If someone in your house spills a drink or other liquid onto your hardwood floor, ask them to clean it up immediately. If they answer with the standard "I will in a minute," explain that they're ruining the floor simply because they won't do what you asked when you asked them to do it. We take no responsibility for the frustrated sighs and angry confrontation that follow.

Place felt pads on the bottoms of all your furniture pieces to prevent scratches on your hardwood floor.

This is especially important for chairs, barstools, and any other pieces that move around. It doesn't matter what material the furniture is made out of; you need to place a buffer between the furniture's feet and the floor to prevent scratches.

We also recommend replacing metal or plastic casters with soft rubber ones. Most casters that come on office chairs or other furniture are made of nylon, which don't actually roll. They slide across the floor, which scratches and mars the finish.


Place mats and rugs in high traffic areas.

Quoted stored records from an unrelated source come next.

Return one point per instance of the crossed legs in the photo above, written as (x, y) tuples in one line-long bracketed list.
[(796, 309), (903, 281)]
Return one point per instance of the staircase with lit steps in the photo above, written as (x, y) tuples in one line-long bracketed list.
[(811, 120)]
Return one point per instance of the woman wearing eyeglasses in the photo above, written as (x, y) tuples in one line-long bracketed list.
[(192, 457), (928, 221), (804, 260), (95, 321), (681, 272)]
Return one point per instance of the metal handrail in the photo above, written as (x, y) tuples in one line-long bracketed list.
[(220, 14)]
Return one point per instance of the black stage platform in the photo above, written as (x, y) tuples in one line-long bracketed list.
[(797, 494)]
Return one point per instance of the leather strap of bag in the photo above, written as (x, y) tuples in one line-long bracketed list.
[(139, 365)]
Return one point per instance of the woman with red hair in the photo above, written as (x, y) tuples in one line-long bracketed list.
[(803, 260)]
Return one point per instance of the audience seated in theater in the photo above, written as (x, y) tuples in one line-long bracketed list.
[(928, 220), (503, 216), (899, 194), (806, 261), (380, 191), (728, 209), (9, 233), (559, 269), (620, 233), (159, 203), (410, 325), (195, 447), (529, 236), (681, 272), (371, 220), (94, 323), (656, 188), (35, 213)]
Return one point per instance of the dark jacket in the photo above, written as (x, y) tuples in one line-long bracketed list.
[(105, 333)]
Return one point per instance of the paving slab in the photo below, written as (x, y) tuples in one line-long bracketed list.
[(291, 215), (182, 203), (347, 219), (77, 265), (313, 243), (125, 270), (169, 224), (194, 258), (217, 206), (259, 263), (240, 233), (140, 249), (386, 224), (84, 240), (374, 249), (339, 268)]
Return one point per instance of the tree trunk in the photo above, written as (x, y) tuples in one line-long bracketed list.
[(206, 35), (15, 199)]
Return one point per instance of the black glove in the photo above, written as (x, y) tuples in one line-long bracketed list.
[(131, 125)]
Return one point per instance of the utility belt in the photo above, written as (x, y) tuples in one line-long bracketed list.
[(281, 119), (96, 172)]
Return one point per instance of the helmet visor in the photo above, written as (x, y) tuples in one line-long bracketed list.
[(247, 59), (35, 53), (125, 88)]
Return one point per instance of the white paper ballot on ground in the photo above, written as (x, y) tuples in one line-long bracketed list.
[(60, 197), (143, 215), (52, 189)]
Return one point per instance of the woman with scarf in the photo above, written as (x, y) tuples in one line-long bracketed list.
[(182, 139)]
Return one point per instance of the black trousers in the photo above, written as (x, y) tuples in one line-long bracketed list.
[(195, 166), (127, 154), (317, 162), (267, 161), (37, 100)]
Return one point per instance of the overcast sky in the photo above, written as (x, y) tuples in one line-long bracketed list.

Shoes track in dirt and grit that can scratch hardwood floors and dull their finish. At least place mats around entry areas, where you can scrape dirt and grime off your shoes before you walk on the floor. Area rugs in other high traffic areas also help prevent accelerated wear and tear. Do not use rubber backed mats or rugs. Over time they can discolor hardwood floors. (The rubber casters mentioned are very small and do not remain stationary, so they won't cause discoloration.)

Take off the high heels, ladies!

I love a good stiletto. They're awful for your back, hurt your feet, and are a risky proposition for anyone even remotely clumsy. But nothing else makes legs look as good as they do in a 4-inch heel. Especially if you're all of 5 feet tall like yours truly.

Unfortunately, high heels are bad news for your floors as well as your body. They are the number one cause of dents in hardwood floors, because high heels, especially stilettos, transmit a large amount of pressure in a very small area. In fact, a 100 pound woman in high heels exerts more pressure per square inch than a 6,000 pound elephant standing on all fours. Need I say more?

Photo: Southern Oaks Flooring, Nashville, TN

Clip your pets' nails or take them to the salon to get acrylic ones.

Ok, so the last part of this tip could be a little confusing. If you can't clip your pet's nails, like we suggest in this blog post on pet-friendly flooring, there is an alternative.

A company called Soft Paws makes nail caps for cats and dogs that protect doors, walls, furniture, and hardwood flooring. They're safe, humane, and painless; despite all this, your cat will probably still hate you for making them wear acrylic nails. But if you can't dress up your pets in ridiculous outfits and outlandishly colored nails, what are they there for?

Also, we have no connection with Soft Paws. I'm sure there are plenty of other products that promise to protect hardwood floors from pets. But do they come in colors called Pink Passion and Hot Topic? That is the question.

The last maintenance tip is to just use common sense. If a high heel or dog's paw can damage hardwood floors, you can imagine what heavier and sharper objects can do. Remember: an ounce of prevention is worth a pound of cure! (And an ounce of pretention is worth a pound of manure, Steel Magnolia fans.)

Now that you know preventative measures, let's move on to cleaning hardwood floors.

First and foremost, follow the manufacturer's instructions.

Every box of flooring (or finish, if you're starting with untreated wood) comes with specific cleaning instructions issued directly by the manufacturer. The best advice we have is to follow those instructions! If you long ago discarded that information, don't worry. The vast majority of hardwood flooring requires the same basic care.